Mas, no pior dos cenários, se muitos empresários não forem capazes de encontrar uma nova racionalidade para as relações de trabalho, se o Estado não for capaz de formular políticas activas, umas, e repressivas, outras, susceptíveis de consagrar direitos e de reprimir abusos, se os partidos e os sindicatos não forem capazes de persistir na luta pelo aprofundamento desses direitos e na denúncia das discriminações, se isso não se fizer, se os
actores políticos e económicos não forem capazes de cumprir o seu papel, as desigualdades não serão, apesar disso, uma fatalidade a que as mulheres estão condenadas a ser vítimas.

Haverá todo um percurso que será, sem dúvida, trilhado pela própria sociedade, feito de persistência, de aprendizagem de intervenção e determinação, feito em solidariedade entre os homens e as mulheres que se reconhecem nesta causa.

No fundo, foi assim que se consagraram muitos dos avanços e conquistas sociais. Pela força dos indivíduos no exercício das suas convicções. Mas será isso que queremos que aconteça na sociedade portuguesa? Será isso sinal e expressão de uma democracia consolidada, ou sinal de alerta para um défice de representação de muitas necessidades e anseios que, por esta ou aquela razão, não estão já, ou ainda, na ordem do dia.

Reconheço, alertando, sem dramatismos, que se está a desenvolver em Portugal um défice de eficácia das instâncias de representação. É preciso ter a maior atenção a este fenómeno.

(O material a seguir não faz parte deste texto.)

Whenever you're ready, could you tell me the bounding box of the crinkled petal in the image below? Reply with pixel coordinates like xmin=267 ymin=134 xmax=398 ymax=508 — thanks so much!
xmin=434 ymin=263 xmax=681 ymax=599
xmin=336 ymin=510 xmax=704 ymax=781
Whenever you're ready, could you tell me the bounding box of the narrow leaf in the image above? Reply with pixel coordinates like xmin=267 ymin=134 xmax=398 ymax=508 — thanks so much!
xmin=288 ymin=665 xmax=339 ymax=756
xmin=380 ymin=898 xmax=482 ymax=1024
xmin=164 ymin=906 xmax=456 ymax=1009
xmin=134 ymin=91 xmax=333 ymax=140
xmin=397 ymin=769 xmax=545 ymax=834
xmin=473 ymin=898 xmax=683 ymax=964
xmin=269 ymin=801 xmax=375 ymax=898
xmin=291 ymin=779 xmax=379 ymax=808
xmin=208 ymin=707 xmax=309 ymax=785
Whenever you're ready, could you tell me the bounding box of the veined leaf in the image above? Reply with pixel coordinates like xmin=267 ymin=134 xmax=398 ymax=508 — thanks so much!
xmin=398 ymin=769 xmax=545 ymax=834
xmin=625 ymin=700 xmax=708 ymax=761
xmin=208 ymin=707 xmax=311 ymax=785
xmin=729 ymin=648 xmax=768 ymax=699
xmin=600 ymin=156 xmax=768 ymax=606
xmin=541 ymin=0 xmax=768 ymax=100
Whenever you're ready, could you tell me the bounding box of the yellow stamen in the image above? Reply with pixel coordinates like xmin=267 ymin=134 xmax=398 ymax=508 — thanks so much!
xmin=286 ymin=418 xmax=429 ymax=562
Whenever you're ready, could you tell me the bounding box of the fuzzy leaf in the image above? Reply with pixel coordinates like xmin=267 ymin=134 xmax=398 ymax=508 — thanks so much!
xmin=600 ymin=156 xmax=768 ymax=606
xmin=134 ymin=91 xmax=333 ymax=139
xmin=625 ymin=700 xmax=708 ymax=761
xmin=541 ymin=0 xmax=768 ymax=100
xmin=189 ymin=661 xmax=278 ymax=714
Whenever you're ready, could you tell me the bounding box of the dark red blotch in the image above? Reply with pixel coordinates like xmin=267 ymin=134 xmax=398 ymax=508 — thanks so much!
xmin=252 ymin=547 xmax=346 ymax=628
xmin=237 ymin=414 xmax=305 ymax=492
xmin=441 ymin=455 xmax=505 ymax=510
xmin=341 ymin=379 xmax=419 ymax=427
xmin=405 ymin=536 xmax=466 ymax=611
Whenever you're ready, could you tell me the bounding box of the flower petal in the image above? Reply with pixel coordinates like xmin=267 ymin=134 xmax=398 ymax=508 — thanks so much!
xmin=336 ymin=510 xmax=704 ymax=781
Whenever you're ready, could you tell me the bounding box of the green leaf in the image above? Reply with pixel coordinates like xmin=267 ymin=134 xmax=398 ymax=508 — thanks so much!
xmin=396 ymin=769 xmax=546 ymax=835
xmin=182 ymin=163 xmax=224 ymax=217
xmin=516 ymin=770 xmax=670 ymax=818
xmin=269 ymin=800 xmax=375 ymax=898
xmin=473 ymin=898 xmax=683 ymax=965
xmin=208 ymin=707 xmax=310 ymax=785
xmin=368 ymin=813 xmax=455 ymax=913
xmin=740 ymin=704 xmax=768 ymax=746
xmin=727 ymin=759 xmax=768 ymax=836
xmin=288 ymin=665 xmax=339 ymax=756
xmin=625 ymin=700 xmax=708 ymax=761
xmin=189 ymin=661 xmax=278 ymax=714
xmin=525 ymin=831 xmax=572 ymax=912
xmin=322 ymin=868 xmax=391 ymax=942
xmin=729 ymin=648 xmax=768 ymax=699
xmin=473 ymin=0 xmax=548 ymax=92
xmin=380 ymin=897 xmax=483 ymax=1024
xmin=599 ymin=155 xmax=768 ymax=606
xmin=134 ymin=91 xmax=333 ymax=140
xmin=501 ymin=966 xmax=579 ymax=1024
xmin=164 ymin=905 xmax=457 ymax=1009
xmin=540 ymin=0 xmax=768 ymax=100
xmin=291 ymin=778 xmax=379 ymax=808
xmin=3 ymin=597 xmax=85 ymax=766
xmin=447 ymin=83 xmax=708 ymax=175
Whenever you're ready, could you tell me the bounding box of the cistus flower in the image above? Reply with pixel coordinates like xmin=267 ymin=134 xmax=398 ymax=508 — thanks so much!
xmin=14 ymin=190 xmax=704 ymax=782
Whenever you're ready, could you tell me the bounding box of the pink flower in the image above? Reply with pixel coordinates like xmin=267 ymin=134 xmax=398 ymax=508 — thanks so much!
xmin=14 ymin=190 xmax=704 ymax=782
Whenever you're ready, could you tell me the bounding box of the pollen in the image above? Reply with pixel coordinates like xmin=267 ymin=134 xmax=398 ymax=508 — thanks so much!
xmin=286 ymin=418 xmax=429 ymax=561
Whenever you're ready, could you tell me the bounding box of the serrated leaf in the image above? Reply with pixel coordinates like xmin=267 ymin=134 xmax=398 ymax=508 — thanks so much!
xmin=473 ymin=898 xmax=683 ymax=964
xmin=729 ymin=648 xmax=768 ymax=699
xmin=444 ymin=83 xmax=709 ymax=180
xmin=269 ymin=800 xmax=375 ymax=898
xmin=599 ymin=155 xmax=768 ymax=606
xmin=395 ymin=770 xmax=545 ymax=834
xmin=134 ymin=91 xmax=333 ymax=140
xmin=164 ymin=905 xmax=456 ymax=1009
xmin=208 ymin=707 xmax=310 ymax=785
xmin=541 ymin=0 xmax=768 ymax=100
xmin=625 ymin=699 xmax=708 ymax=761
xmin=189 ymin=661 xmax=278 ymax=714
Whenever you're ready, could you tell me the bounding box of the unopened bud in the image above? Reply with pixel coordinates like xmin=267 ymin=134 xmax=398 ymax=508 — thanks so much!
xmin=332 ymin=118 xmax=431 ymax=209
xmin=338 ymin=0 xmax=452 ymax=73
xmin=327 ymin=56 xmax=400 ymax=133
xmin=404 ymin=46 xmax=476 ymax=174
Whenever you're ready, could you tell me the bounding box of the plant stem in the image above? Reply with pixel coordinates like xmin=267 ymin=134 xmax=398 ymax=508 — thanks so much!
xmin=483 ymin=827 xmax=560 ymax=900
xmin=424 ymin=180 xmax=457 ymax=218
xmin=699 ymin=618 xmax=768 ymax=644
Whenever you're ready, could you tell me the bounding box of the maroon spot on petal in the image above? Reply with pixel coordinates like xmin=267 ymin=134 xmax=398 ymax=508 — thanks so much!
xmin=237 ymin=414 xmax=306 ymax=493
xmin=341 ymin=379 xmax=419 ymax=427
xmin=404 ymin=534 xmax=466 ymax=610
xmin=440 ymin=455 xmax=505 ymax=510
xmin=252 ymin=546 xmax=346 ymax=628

Por isso, para além do simbolismo desta cerimónia, não me quis escusar de olhar para o que julgo ser a substância das coisas: uma clarificação de convicções, uma renovada atenção aos temas da questão social, a exigência de os agentes políticos e económicos cumprirem o seu papel de representação e modernização solidária da sociedade portuguesa.

É preciso fazer mais por esta questão. É preciso ter a coragem de marcar as diferenças, assumir opções, dar corpo nos partidos à questão da desigualdade e denunciar com firmeza os abusos, as prepotências, as práticas discriminatórias.

Minhas Senhoras e meus Senhores,

Hoje tive o privilégio de poder distinguir um conjunto de mulheres cuja obra e notoriedade pública é por todos reconhecida ou merece sê-lo, no meu entendimento.

Mas quero, com este conjunto de actos simbólicos, evocar todas as mulheres portuguesas e deixar-lhes o testemunho claro da minha atenção à diversidade das problemáticas que exigem uma dedicação constante à defesa de conquistas sociais, à determinação na contenção de práticas abusivas e ao empenhamento no alargamento de direitos.

Uma política de efectiva igualdade de oportunidades entre homens e mulheres é uma condição essencial ao alargamento da cidadania e ao aprofundamento da democracia. Oxalá esse caminho se possa percorrer cada vez mais depressa. Trabalhemos por e para isso.